When the "with" clause ends, the file will automatically be closed. This is more or less bog standard RAII expressed as a new language construct.
In Lisp, this is a feature you could build and provide as a library feature. In fact, we can do it, straight here in an HN comment.
(defgeneric destroy (x)
(:documentation "A destructor for use with the WITH feature".))
(defmacro with ((var = val) &body body)
"Python-style RAII macro. VAR will be
bound to the value of VAL, and upon
exiting scope, will be destroyed with
DESTROY."
(assert (eq = ':=))
(let ((orig (gensym)))
`(let* ((,orig ,val)
(,var ,orig))
(unwind-protect
(progn ,@body)
(destroy ,orig))))
We can register a new destructor easily for open file streams:
(defmethod destroy ((s stream))
(close stream))
(We could add some more error handling, etc. to make it more robust.)
This is now real Lisp code you can actually run, completely integrated into the language, and nicely orthogonal to the existing gamut of features.
This is a concept we can use almost immediately after learning about it, instead of waiting for Python's PEP 6363 to pass with consensus from people who may have different programming goals than you do.
I can see a lot of uses for macros, but in this case C# has a "using" keyword and the designers have put a lot of thought into it and how it is called in a wide variety of situations. Lisp was a language developed in a world when people worked on their own cars, like me. I would have loved Lisp if I had found it earlier, like about the time I rebuilt my VW engine in the 80's.
Many of the language simplifications on more recent C# versions, code generators, Rosylin analysers, expression trees are all features that in Lisp boil down to one thing, macros.
Chapter 3 shows a simple macro, just adding a while loop to the language.
Chapter 9 shows some more complex ones, including a with- macro and a grammar compiler macro.
Chapters 11 and 12 show the development of a Prolog implementation in CL using defmacro to aid in compilation again in Chapter 11.
Chapter 12 shows adding an OO system to the language. Technically not needed with CLOS, but a good demonstration of what can be done with macros.
There are other examples (why I included that search link). Macros let you change the language in ways large and small. Many uses could probably be replaced with functions, though you'd end up having to throw a bunch of quotes about or closures in order to delay processing things.

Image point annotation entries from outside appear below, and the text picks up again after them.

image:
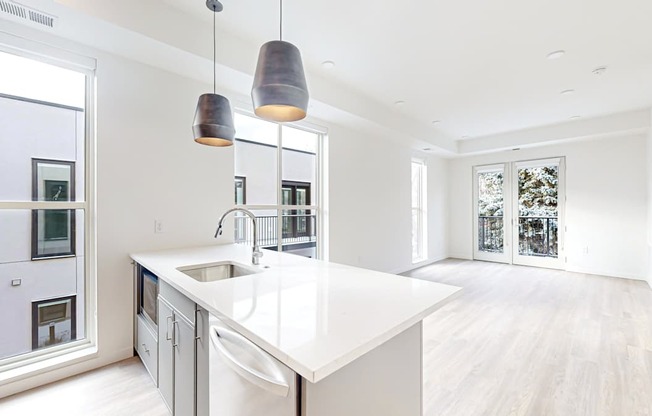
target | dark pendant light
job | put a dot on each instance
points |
(280, 92)
(213, 125)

You'd also be delaying that to runtime, which incurs its own penalties compared to macro expansion and compile time (if a compiled CL).

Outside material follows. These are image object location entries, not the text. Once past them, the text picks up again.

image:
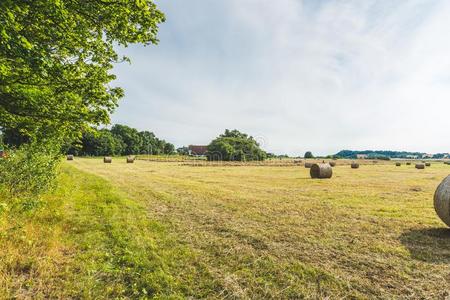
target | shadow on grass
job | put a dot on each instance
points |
(430, 245)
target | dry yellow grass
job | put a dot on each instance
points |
(275, 233)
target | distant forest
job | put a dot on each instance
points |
(119, 140)
(384, 154)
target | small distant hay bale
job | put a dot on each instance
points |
(321, 171)
(354, 166)
(442, 201)
(420, 166)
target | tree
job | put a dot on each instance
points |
(130, 136)
(56, 57)
(234, 146)
(102, 143)
(308, 154)
(183, 150)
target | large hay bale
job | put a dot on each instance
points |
(321, 171)
(354, 165)
(442, 201)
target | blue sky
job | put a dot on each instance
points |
(298, 75)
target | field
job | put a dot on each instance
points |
(165, 229)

So, as a designer of miniature languages and syntactic extensions, specify it!
A well written function must also abide by some promise or specification—contracts on the inputs and invariants on the outputs. I don't see why new syntactic structures are much different from that.

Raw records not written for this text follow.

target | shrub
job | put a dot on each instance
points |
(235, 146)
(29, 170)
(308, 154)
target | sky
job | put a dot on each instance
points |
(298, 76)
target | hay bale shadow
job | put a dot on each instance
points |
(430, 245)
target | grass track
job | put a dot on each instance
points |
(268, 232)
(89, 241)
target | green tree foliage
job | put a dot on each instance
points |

I think there's undue spookiness around macros among lots of programmers, especially those who haven't sought to solve some problem with them.
- "It's too powerful for the common person."
- "It's way too likely to make code confusing."
- "It's invariably too hard to reason about."
- "It won't work on a team because everybody is going to
make their own weird incompatible language and it's just not scalable."
All of these sentiments are complete bunk, and I argue are against common wisdom around other programming abstractions, like functions or classes.